Tom Coughlin’s job is to coach the 2015 Giants, and that’s exactly what he intends to do.
“We have a full schedule to prepare for. That’s my responsibility,” he said as he approached the 16th and final game on that slate. “My responsibility will be fulfilled completely. There will be no distraction.”
In deference to Coughlin’s desire to focus on the game and not his job security, this one story, at least, will attempt to stay within those boundaries.
So besides Coughlin’s future, what else are the Giants playing for against the Eagles at MetLife Stadium on Sunday?
Whoever wins the game will finish in second place in the NFC East; the loser will finish third. That’s not insignificant. There also is the matter of travel in 2016. Because the NFC East team that plays the Rams next season — i.e. finishes in the same place as they do — will do so in London, the losing team in Sunday’s Giants-Eagles game will be getting their passports ready and the winning team will play in Seattle.

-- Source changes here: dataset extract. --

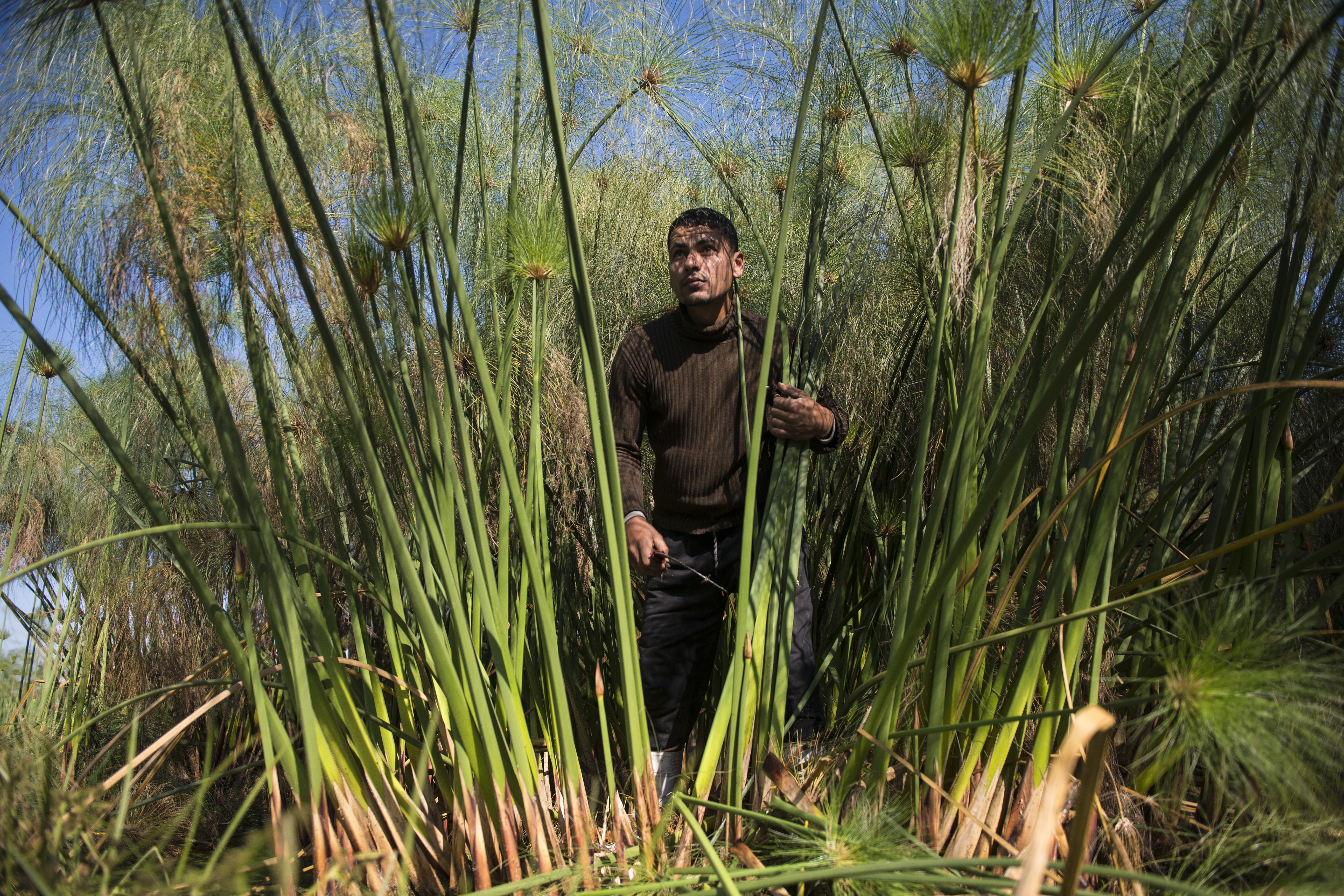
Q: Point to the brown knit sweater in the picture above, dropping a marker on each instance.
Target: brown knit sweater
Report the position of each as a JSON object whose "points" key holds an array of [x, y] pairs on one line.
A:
{"points": [[679, 383]]}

There also is the matter of recent results against a rival. The Eagles have won five of their last seven games against the Giants and have won seven of their last eight trips up the New Jersey Turnpike to play at the Meadowlands (it’s a run that goes all the way back to Giants Stadium, after all).
There are personal accomplishments within reach. Eli Manning needs 277 passing yards to have the second-most in a single season in Giants history. Odell Beckham Jr. needs 141 receiving yards to break the team’s single-season record of 1,536 set by Victor Cruz in 2011. He also needs one touchdown reception to break a tie at 13 with Homer Jones (1967) for most in a season.
Beyond Coughlin, this could be the final home game for many Giants players. Prince Amukamara and Jason Pierre-Paul are the most significant free agents-to-be, but given the disappointment of this season, there is sure to be a significant roster turnover even if the head coach returns.
And while it may not mean a whole lot, the Giants would much rather finish 7-9 than 6-10. That, Coughlin pointed out, would “give us one more win than we had a year ago. Certainly not what we planned to be where we are, but it still is significant.”
Perhaps most importantly is the tone with which the Giants can head into another interminably long offseason.
“Neither one of us have the opportunity to continue playing after this, so whatever is left out on the field, that’s what you have to taste until next year,” running back Rashad Jennings said.
Eli Manning agreed. “Obviously you’re disappointed,” he said of the entirety of the season, “but you kind of have that last memory to be something to be proud of.”
That’s no guarantee for next season. The Giants won the final game of the previous season three times during this current run of four straight playoff-less campaigns. But it’s at least something.
“Let’s face it, our business is based on hope and things to think about for the future,” Coughlin said. “It’s a lot easier to spend the next six months if you have accomplished something at the end of the year in terms of a win in your last game, especially with the type of season we’ve had.”
That’s why Coughlin is directing his attention toward the contest. Hope may be lost for him, but the coach who has implored his team to “finish” all season is living the example, pushing through the distractions and disappointments to complete the schedule and his mission.
“We’re going to game-plan and we’re going to mentally be ready; we’re going to get our players ready to play,” he said. “We’re going to do everything in our power. Then the season ends and that’s what football is all about: What’s next?”
The answer to that question will have to be covered in another story.
What’s on the line?
Besides pride, the winner of today’s Giants-Eagles game will finish in second place in the NFC East, and the loser will be the third-place team. Why is that significant? Because the third-place team faces the third-place finisher of the NFC West, the Rams, in London next year. The second-place team will be at Seattale.